Colson, 32, has taken the time to learn how personalities blend to make one unit. For some, it’s about cracking jokes on teammates. For others, it’s a more serious approach. Her role, she’s always felt, is making each and every player on her team — or, from an Athletes Unlimited standpoint, in the league — feel like they’re part of the journey together.

“Finding some joy off the court, even though we have a lot of fun on the court, it’s nice to be in the locker room and just talk about non-basketball related stuff and click in that way,” Colson added. “That’s just who I am, just always try to bring smiles out of people and laughs and have a good time.”

Which she’s looking forward to during the second AU campaign.

As the chairperson of the Athletes Unlimited Player Executive Committee, and one of the pioneers who helped recruit the first-ever league-wide roster, Colson became a fan favorite in 2022.

She also became a sought-after player for the weekly captains who saw in her what Hammon saw when bringing her to Las Vegas.

Colson was never drafted lower than 17th in the 44-player league, and only once was taken outside the top 12. She finished 12th overall with 4,162 points, while her 104 assists ranked second in the league.
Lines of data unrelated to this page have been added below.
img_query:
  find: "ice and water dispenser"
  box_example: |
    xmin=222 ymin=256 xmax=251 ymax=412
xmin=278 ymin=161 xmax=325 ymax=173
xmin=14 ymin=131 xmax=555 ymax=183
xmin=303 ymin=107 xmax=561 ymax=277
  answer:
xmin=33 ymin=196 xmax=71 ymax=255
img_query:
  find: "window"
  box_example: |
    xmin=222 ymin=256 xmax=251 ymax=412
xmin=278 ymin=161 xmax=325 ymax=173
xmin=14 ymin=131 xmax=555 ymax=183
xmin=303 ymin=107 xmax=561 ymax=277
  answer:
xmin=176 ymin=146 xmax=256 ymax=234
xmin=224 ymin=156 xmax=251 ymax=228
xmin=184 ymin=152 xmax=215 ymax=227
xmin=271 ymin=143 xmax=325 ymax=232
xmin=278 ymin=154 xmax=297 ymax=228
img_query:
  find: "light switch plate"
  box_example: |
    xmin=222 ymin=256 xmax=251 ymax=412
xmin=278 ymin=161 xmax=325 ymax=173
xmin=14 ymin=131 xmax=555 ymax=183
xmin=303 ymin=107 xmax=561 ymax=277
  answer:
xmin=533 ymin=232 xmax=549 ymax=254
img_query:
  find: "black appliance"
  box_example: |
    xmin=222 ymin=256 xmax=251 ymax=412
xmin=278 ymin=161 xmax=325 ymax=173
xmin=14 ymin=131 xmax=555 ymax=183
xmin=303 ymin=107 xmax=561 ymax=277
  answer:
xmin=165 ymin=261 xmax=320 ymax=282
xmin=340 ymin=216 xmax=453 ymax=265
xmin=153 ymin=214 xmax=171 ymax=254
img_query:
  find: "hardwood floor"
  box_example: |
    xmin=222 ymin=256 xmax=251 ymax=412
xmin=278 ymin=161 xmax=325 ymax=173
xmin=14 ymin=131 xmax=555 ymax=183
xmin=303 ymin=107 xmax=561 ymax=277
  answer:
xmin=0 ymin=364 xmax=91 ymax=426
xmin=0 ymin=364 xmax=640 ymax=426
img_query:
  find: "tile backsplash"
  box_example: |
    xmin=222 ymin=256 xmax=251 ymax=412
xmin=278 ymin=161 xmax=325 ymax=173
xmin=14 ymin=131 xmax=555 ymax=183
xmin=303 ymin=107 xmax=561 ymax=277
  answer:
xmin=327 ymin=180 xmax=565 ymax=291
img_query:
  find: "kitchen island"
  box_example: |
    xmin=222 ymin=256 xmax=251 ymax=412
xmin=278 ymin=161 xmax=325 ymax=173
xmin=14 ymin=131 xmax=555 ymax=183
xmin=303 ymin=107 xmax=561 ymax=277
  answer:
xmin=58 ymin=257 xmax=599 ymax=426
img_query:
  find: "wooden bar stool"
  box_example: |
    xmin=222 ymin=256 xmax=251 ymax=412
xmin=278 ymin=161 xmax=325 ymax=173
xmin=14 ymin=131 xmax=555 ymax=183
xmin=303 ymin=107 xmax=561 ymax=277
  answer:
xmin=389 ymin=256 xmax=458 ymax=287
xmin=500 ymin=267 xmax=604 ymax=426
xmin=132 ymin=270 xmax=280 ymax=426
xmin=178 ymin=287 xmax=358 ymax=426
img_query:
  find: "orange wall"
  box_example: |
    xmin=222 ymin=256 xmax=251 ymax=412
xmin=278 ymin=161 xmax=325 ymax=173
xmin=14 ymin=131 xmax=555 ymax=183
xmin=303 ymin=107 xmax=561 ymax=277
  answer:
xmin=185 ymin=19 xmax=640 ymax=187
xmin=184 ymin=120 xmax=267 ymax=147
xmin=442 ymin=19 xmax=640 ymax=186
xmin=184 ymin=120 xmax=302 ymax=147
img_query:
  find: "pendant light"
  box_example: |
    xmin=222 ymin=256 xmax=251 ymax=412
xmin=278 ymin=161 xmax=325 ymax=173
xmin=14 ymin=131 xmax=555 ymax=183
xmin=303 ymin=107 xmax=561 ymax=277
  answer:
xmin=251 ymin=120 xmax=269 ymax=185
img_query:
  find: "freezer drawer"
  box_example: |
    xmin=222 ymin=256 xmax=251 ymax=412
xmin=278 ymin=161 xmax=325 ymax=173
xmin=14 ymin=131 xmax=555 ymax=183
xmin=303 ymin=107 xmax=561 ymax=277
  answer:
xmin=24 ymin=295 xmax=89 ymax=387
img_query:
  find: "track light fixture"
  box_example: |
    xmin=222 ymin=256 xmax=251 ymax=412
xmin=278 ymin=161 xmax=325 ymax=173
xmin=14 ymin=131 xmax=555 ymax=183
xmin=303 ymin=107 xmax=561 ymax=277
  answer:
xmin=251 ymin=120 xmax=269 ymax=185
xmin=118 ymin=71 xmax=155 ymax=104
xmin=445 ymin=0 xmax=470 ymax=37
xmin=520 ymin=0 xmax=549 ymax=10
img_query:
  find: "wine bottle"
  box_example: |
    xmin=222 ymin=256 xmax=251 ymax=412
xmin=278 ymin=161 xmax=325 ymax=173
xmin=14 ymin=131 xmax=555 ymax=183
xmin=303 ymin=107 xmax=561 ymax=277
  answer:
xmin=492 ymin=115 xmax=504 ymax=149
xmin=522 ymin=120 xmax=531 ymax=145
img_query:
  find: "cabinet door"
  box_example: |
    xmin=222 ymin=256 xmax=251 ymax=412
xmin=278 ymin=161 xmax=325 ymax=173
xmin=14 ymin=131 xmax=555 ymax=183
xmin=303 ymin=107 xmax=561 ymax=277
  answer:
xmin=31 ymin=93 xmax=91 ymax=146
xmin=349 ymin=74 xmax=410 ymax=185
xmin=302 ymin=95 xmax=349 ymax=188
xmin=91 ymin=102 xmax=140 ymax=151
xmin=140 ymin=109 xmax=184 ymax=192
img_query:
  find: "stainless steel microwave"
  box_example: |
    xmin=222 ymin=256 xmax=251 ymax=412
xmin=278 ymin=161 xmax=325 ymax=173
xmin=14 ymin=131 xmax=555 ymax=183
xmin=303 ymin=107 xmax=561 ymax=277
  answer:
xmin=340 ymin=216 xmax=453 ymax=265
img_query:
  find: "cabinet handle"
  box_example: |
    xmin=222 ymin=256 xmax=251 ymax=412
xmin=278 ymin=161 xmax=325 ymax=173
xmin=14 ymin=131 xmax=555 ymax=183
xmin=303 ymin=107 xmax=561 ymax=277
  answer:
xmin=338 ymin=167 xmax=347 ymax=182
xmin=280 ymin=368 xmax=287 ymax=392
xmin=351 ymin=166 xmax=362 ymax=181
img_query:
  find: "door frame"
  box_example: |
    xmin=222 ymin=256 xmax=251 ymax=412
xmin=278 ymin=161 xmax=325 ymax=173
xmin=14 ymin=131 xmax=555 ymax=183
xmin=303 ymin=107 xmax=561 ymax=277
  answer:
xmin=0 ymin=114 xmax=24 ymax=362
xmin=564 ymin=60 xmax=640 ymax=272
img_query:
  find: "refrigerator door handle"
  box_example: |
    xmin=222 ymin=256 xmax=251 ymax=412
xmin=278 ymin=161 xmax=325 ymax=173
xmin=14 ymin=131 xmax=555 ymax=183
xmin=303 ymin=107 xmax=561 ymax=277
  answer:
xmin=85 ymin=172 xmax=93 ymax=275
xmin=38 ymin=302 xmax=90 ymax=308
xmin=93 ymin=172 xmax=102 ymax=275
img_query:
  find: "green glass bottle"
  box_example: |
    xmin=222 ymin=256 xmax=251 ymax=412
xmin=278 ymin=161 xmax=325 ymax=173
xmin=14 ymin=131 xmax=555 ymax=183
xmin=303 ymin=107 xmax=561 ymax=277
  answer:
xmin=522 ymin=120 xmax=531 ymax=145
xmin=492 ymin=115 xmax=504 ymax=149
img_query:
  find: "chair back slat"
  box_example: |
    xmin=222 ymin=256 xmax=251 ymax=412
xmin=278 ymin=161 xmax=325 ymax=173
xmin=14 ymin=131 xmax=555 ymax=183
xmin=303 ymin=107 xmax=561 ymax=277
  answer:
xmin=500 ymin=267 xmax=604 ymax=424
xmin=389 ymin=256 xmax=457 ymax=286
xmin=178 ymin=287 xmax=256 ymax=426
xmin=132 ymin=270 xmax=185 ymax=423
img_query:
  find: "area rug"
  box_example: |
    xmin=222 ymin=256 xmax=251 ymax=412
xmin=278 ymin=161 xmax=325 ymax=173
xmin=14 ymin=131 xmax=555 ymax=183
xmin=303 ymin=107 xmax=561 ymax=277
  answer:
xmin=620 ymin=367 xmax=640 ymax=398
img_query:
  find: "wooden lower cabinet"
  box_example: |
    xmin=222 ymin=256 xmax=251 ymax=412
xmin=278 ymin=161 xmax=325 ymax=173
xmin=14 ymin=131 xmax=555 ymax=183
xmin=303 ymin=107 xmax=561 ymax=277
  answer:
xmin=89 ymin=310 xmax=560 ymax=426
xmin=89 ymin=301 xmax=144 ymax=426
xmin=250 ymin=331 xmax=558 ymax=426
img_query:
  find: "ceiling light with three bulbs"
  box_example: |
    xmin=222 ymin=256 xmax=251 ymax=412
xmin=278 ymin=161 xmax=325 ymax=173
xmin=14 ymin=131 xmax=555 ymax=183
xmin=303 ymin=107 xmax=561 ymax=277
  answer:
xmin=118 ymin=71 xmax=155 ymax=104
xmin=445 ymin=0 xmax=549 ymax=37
I like for people to come around me and bring positive energy, and so I try to just make sure I'm always doing the same.
Sydney Colson

AU became something she was proud to introduce, not only because of the camaraderie but for what the league provided for 44 of the greatest women basketball players in the world.

“I think a lot of players who were there, nobody has been like a big star in the league or been like ‘thee’ person on their team,” Colson said. “The closest probably, Washington Mystics stars Natasha (Cloud) and Tiana (Hawkins) both won championships in D.C. But other than that … people (were) still like, ‘I have another part of my game that I want to show. I want to show that there’s more to my game than maybe what my own coach or what other people have seen.’ So it was an opportunity for people to play against other WNBA players and some good overseas players and be competitive every quarter.”

Little did she know, not too long after she performed her first stand-up comedy routine and was in pursuit of another dream on the big screen, her game veered back to the W because of the person she was on and off the court.

“I’ve loved it, I’ve enjoyed it,” Colson said of her return with the Aces. “There was obviously a familiarity because back in Vegas, some old teammates were there, but then there’s also the different staff, new teammates, new people around the organization. So, although it felt the same, it also felt new, and I just really liked the energy that our staff infuses into our players and into the locker room.

“So it’s easy for me to just be myself and encourage people and be ready when it’s when it’s my opportunity to step on the floor. And if it isn’t my opportunity, (I) lift up my teammates. It’s pretty much the same way I’ve always been honestly.”

As Gray said, the type of player and character that brings success to a team.